Communication problems for which a deterministic direct-sum theorem is not known to hold

Question

It is an old open problem whether a direct-sum theorem holds for deterministic communication complexity, that is, whether solving $t$ independent instances of a problem is $t$ times harder than solving a single instance. [FKNN95] showed the following results:

• A negative result: There is partial function (due to [O90]) whose deterministic communication complexity is $\Theta(\log n)$, but computing it on $t$ independent instances has complexity $\Theta(t + \log t \cdot \log n)$.
• A positive result: For every function $f$, if the deterministic communication complexity of $f$ is $c$ then the complexity of computing $f$ on $t$ independent instances is at least $\Omega(t \cdot (\sqrt{c} - \log n))$.

I am not aware of any other general positive results on the direct-sum problem.

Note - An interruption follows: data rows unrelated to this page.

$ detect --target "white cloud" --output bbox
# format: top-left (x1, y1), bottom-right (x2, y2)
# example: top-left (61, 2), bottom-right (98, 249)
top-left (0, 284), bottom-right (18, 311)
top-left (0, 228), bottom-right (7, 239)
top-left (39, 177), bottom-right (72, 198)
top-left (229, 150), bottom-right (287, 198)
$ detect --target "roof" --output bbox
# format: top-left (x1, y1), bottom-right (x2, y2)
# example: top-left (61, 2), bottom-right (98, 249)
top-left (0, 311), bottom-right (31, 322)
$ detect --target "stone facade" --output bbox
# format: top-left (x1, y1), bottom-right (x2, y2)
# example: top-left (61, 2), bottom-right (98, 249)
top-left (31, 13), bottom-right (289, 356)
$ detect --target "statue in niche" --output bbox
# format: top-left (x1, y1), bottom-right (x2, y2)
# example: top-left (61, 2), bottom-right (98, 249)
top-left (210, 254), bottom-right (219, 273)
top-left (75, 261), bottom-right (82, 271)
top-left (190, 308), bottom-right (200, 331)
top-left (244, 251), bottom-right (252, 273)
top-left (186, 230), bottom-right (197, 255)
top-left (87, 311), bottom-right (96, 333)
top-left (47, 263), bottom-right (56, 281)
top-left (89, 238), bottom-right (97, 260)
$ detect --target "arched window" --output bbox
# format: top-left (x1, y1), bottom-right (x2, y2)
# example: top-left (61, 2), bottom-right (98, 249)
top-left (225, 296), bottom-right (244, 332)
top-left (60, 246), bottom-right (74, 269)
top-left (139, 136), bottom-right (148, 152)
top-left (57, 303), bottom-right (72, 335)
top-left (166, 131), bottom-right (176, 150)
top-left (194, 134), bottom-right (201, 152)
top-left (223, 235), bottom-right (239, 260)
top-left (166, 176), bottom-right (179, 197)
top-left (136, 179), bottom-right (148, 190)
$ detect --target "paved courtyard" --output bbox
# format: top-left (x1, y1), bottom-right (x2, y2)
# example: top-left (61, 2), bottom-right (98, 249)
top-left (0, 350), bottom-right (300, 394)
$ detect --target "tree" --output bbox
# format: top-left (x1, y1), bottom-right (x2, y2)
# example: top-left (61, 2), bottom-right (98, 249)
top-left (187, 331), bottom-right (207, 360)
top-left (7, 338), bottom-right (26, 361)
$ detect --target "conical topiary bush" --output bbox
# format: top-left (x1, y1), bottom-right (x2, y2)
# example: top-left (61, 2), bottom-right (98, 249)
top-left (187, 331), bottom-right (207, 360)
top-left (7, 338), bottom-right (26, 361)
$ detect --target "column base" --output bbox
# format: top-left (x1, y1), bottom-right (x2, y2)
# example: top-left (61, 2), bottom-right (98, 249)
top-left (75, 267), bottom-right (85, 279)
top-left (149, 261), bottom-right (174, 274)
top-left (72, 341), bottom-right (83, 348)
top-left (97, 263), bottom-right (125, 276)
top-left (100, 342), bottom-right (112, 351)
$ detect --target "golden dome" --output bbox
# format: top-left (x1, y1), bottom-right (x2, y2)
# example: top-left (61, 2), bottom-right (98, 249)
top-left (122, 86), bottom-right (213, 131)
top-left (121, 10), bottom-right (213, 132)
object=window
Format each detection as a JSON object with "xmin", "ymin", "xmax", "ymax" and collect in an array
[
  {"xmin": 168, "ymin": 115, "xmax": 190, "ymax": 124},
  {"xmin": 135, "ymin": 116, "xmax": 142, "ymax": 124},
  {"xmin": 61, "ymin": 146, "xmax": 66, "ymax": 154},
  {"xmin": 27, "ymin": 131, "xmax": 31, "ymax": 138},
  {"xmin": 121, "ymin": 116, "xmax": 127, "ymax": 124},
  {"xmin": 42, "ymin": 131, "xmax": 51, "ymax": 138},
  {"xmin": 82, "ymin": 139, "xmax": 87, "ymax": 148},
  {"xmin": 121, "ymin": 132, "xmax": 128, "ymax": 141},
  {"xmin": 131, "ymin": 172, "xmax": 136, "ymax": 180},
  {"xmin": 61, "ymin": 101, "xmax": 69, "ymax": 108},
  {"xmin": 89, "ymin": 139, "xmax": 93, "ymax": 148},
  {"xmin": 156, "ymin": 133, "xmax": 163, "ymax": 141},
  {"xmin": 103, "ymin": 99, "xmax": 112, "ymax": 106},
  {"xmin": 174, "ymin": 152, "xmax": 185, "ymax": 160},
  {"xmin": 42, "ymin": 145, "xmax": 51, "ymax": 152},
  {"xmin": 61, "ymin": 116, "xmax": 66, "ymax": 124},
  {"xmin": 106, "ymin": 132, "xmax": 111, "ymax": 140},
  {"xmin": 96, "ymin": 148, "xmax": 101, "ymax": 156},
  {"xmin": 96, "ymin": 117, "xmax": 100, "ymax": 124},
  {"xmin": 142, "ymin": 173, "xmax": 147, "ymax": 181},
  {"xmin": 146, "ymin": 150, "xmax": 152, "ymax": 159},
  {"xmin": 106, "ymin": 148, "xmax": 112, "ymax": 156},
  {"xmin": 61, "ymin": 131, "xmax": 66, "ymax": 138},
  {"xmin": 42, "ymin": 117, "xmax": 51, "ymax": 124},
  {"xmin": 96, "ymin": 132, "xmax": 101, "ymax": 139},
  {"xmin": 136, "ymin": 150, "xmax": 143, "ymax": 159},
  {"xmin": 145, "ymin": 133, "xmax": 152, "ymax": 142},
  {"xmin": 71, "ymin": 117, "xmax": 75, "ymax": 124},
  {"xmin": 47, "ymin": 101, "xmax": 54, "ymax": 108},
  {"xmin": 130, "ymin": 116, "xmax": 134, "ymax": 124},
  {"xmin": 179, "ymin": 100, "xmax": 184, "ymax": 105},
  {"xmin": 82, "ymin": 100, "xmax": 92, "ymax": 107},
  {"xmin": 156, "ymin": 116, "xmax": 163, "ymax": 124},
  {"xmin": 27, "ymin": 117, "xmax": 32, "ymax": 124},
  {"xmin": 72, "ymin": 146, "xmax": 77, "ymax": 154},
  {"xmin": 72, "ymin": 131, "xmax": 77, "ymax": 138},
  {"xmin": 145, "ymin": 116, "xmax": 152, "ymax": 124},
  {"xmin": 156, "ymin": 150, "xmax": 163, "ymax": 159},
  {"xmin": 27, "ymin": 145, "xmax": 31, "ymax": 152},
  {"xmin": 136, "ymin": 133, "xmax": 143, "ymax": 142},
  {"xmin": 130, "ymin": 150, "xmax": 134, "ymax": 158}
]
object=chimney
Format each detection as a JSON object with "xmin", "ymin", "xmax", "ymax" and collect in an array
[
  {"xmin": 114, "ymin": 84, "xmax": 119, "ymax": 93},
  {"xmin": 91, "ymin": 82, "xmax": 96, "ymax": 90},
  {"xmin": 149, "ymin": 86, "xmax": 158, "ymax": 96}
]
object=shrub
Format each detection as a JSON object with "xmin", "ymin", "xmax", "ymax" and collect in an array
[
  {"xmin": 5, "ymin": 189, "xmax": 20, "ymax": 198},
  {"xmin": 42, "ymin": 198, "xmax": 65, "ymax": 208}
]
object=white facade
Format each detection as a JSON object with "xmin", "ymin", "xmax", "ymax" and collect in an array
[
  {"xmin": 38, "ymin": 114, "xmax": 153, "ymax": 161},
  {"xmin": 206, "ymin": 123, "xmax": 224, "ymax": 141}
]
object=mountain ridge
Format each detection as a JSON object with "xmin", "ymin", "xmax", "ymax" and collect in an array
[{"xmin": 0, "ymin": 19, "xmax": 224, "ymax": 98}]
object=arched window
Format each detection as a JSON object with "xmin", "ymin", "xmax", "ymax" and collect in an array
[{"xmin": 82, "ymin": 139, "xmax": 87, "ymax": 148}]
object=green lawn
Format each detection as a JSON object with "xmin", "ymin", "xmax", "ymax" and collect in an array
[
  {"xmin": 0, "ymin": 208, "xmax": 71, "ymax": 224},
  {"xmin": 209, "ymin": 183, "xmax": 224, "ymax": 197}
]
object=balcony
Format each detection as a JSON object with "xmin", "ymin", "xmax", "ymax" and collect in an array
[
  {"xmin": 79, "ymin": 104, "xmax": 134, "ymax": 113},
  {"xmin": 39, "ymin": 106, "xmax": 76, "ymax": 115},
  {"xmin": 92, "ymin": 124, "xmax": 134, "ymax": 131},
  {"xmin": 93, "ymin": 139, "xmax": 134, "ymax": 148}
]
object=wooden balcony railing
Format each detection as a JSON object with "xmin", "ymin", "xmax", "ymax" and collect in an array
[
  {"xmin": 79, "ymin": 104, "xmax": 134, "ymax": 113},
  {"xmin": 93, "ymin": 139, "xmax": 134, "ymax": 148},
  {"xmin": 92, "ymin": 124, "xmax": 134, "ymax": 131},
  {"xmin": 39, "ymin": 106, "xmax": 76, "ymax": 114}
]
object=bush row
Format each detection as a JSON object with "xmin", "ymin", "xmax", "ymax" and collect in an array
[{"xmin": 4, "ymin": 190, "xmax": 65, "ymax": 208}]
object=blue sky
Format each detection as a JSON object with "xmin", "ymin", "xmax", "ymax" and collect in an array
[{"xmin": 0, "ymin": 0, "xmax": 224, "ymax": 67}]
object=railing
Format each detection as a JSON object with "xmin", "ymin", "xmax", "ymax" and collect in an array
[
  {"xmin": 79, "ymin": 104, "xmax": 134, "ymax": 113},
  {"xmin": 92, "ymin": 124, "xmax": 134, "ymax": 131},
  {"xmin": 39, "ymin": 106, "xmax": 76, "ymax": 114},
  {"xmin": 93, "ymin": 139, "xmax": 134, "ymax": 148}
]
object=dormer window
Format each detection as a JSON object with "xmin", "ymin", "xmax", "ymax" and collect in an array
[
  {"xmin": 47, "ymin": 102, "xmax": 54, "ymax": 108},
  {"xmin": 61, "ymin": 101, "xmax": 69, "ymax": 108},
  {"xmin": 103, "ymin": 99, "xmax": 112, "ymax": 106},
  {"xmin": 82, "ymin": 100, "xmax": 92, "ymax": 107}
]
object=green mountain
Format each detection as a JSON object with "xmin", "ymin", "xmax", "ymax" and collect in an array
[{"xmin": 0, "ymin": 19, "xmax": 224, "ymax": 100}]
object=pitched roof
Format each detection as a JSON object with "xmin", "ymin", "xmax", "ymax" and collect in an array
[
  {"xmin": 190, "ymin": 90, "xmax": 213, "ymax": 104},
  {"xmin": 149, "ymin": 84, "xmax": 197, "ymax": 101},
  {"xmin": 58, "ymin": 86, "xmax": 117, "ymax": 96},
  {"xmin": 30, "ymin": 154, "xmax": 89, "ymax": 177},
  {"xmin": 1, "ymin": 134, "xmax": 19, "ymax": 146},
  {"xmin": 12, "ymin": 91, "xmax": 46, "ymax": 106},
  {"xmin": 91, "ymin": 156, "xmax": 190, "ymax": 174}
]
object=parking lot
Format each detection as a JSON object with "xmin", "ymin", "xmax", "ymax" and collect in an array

However, it seems that for specific problems that are usually considered in communication complexity, e.g. equality or disjointness, a direct-sum theorem is known to hold.

My question is, are there other examples of problems for which a deterministic communication complexity theorem is not known to hold, or even known not to hold (beside the function of [O90])?

References:

[FKNN95] Tomás Feder, Eyal Kushilevitz, Moni Naor, Noam Nisan: Amortized Communication Complexity. SIAM J. Comput. 24(4): 736-750 (1995)

[O90] Two Messages are Almost Optimal for Conveying Information. Alon Orlitsky. PODC, page 219-232. ACM, (1990)

Answer 1

I think I can suggest the problem, which is not widely known, but for which I'm interested in. Suppose we have $n$ permutations $\pi_i$ in $S_3$. Alice, Bob and Carol receive first, second and third elements of all permutations, respectively. The goal is to compute $\prod_i sgn(\pi_i)$, where $sgn(\pi_i)$ is a sign of permutation $\pi_i$ (can take -1 or +1). I'm interested in communication complexity in NiH model.

Some time ago I've tried to apply direct-sum theorem, but here we have some obstacles with dependence of input of different participants. I still don't know whether $\Omega(n)$ lower bound holds for this problem.